Subject: Re: yet another SA assertion failure with 3.0
To: None <email@example.com>
From: Christos Zoulas <firstname.lastname@example.org>
Date: 11/11/2005 17:16:21
In article <20051111170354.GB6244@spathi.chuq.com>,
Chuck Silvers <email@example.com> wrote:
>On Fri, Nov 11, 2005 at 11:23:48AM +0900, YAMAMOTO Takashi wrote:
>> > the SA code will put LWPs into LSSUSPENDED state also,
>> > and I can't tell if those making those LWPs runnable
>> > unexpectedly would cause other problems.
>> lwps holding VP, which kpsignal2() examines,
>> can't get LSSUSPENDED without _lwp_* syscalls, afaik.
>I meant in general, not just in kpsignal2().
>> > a simpler way to avoid this problem would be to disallow
>> > _lwp_suspend() and _lwp_continue() for SA processes.
>> > there doesn't seem to be any value in allowing an application
>> > to fight with the SA subsystem for control of LWPs.
>> are there any users of these syscalls at all? :-)
>not in our tree. I don't see why we ever would have any either.
>(other than regression tests to make sure they work.)
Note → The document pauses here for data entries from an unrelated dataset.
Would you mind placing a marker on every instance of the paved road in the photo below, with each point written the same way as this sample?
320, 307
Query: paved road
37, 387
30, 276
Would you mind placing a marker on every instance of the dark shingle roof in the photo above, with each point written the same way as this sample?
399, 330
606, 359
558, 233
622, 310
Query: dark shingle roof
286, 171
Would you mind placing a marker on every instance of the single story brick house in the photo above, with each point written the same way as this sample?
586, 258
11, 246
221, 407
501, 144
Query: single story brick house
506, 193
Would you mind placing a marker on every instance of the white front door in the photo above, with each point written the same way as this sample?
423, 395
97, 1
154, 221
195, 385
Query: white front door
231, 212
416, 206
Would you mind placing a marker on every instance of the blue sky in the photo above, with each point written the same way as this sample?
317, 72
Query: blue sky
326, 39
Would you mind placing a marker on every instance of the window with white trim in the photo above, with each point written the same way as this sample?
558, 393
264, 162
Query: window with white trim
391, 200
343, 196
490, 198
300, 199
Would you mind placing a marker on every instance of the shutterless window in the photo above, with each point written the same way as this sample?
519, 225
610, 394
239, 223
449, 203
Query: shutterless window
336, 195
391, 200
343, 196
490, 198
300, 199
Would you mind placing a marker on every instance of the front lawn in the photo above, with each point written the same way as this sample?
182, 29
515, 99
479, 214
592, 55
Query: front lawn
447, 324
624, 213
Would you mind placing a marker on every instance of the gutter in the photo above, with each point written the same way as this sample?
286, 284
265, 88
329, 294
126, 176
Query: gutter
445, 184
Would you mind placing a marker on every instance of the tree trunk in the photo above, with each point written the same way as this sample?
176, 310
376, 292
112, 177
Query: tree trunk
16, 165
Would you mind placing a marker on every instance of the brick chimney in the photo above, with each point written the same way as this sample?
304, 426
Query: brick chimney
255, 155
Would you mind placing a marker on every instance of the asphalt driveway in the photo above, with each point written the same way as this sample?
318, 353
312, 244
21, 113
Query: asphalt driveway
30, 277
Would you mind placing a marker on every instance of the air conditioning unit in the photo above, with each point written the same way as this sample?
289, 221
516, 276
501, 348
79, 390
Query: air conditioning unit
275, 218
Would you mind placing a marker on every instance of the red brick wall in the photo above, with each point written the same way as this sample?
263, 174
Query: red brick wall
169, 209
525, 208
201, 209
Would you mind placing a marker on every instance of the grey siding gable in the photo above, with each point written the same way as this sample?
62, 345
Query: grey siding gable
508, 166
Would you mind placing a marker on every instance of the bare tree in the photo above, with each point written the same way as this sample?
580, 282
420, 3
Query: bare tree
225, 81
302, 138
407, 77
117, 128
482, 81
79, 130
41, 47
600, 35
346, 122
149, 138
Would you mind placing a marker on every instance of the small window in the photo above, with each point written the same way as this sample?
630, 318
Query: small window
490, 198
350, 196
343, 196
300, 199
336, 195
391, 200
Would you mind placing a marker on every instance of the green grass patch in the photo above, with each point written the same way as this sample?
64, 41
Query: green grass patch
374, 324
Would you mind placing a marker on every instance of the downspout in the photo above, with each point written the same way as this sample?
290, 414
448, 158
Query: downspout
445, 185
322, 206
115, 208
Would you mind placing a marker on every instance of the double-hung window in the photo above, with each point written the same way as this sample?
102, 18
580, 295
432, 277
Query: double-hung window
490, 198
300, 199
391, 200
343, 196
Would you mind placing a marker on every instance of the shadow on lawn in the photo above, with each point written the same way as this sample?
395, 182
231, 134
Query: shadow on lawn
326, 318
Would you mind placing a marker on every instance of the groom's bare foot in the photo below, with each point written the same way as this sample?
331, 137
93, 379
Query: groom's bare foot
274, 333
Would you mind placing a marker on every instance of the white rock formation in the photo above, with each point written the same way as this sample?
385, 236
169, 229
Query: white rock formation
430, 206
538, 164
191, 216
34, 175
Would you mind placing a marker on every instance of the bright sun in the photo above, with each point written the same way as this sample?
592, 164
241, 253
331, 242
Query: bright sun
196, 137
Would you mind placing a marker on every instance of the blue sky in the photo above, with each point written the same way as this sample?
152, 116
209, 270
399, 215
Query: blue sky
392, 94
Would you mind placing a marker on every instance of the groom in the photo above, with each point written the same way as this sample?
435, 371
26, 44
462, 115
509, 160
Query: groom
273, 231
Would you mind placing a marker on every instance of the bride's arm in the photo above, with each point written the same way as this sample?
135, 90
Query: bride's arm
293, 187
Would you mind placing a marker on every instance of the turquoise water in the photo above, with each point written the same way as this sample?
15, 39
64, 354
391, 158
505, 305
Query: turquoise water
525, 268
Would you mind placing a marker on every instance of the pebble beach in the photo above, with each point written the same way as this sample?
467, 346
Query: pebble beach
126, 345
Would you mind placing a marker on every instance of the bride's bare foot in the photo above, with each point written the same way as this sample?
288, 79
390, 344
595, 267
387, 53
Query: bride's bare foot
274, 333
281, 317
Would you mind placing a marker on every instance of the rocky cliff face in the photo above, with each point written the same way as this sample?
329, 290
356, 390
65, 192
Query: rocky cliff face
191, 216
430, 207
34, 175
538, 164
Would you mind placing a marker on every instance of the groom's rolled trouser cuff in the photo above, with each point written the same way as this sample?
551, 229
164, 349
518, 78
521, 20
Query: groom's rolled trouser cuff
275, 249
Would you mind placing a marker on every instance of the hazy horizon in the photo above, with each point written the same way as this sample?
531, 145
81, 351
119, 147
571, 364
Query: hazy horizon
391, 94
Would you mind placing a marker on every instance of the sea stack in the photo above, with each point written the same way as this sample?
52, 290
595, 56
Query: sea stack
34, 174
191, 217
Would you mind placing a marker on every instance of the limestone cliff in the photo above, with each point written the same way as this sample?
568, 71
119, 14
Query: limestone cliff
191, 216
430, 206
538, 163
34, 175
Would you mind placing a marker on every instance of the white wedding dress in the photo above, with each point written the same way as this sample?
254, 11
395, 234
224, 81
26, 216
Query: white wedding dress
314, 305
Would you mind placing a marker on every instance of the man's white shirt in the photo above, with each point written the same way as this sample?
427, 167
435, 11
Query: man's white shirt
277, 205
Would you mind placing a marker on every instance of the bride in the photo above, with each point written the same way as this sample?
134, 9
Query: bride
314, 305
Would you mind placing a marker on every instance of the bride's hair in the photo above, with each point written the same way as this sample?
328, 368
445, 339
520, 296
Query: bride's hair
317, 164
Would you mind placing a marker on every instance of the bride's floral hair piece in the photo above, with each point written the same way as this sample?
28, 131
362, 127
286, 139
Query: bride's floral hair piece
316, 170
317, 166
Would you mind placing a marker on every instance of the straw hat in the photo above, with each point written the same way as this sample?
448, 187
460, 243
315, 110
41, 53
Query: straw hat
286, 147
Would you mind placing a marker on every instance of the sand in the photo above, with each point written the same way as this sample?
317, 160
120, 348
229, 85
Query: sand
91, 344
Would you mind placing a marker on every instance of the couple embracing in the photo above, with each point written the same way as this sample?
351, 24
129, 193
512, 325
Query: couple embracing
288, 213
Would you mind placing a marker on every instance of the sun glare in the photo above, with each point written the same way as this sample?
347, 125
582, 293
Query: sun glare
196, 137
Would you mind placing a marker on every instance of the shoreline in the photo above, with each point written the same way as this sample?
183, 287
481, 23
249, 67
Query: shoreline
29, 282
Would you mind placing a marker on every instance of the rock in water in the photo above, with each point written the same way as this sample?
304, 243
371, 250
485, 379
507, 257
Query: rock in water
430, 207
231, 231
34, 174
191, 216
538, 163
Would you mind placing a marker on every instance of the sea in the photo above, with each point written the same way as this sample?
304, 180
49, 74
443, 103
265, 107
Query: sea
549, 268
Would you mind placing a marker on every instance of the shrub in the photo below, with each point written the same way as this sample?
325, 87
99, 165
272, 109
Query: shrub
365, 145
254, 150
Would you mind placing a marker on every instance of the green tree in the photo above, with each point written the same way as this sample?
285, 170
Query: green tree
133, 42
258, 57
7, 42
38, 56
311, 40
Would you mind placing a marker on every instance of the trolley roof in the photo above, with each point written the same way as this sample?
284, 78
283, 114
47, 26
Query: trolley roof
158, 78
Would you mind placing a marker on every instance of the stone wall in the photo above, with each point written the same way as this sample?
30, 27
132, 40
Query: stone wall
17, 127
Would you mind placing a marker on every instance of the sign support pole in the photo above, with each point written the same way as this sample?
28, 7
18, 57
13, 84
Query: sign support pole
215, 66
>> i guess that these syscalls and SA shouldn't share
>> the same "suspended" state.
>I'd rather just allow the SA code to assume that no one else is
>messing with LWP scheduling state by disallowing these operations
>that don't make any sense in an SA context anyway. that way we
>don't need to think about possible interactions when working on
>the SA code in the future either.
This might be the case today, but we are going to be needing some
_lwp syscalls to control threads when PTHREAD_CONCURRENCY > 1. For
example how do you kill a thread that is running on a different
cpu without _lwp_kill()? I don't claim to understand how the virtual
processor handling is supposed to work, and it would be nice if someone
who did posted an explanation and a design document on how is all
this supposed to work with PTHREAD_CONCURRENCY > 1.